Australia is falling well behind in the targets it has set itself for wastewater reuse, according to a study carried out for the Department of Sustainability, Environment, Water, Population & Communities by Marsden Jacob Associates (MJA).

A national target of wastewater recycling of 30% by 2015 was set in 2007 with government support to help to achieve it. On current estimates, national wastewater recycling by 2015 is expected to be 18.7‑20.3%.

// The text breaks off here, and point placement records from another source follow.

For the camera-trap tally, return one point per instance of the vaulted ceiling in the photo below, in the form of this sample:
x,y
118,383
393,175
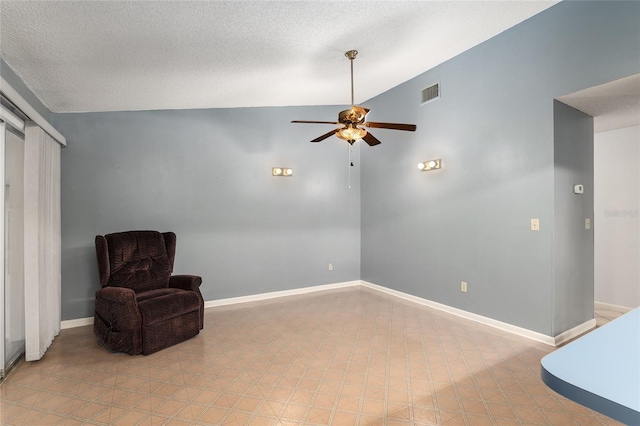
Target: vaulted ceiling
x,y
137,55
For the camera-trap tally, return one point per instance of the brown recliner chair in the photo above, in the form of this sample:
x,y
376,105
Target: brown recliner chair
x,y
141,308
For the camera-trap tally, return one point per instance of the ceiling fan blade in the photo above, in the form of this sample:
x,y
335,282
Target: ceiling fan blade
x,y
315,122
371,140
393,126
326,135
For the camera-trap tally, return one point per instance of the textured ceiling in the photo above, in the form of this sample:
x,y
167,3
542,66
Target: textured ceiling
x,y
138,55
613,105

However, the report, Progress against the national target of 30% of Australia's wastewater being recycled by 2015, notes that if existing key projects operated at maximum capacity, the national target would be much closer to realisation by 2015. For example, South East Queensland's Western Corridor project (see D&WR cover feature February/March 2012) is capable of outputting 85 million m³/year, but by 2015 will probably be producing only 14‑22 million m³/year because of demand shortfalls.

Across Australia in 2009/10, 16.8% of wastewater flows were recycled. While most of this stemmed from urban reuse, authorities outside state capitals are recycling a greater proportion (21.7%) of wastewater flows than inside the cities (15.2%).

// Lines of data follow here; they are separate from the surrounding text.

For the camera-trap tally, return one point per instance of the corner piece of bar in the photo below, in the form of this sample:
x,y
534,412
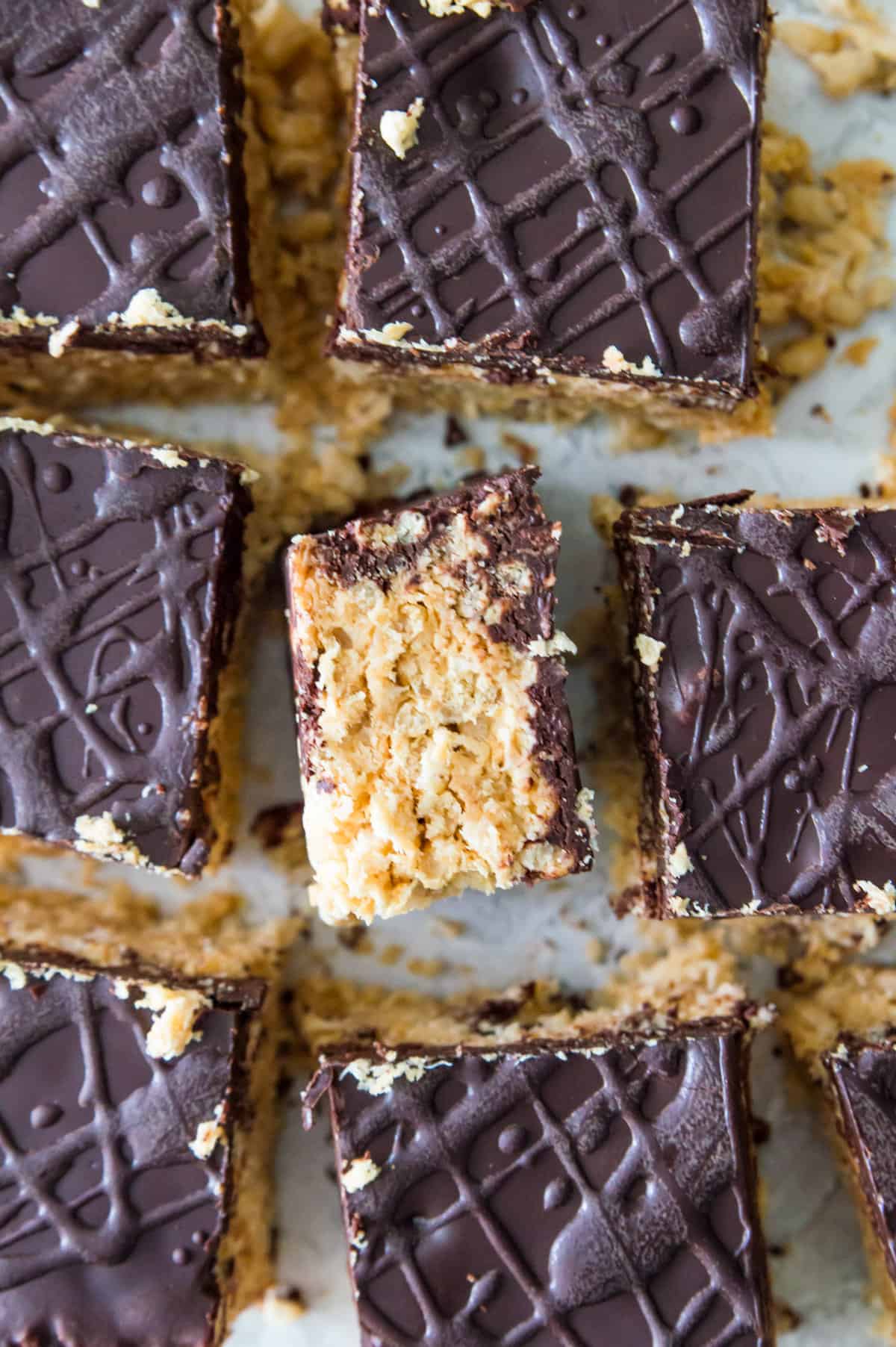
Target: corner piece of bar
x,y
437,747
765,658
135,1127
120,591
574,1178
124,214
558,199
842,1035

Stormwater reuse projects almost invariably contribute to potable substitution, says MJA, supplementing for urban irrigation and industrial use, and contributing to water supply security. South Australia's government leads the way with plans to increase stormwater reuse to 70 million m³/year by 2050.

By contrast, indirect potable reuse has not really taken off, although, as well as the Western Corridor project in Queensland, Perth's Groundwater Replenishment project should form an ongoing part of future potable supplies for Perth's water supply system.

By 2015, subject to approval, the project would produce between 25‑35 million m³/year, with long-term volumes up to 70 million m³/year.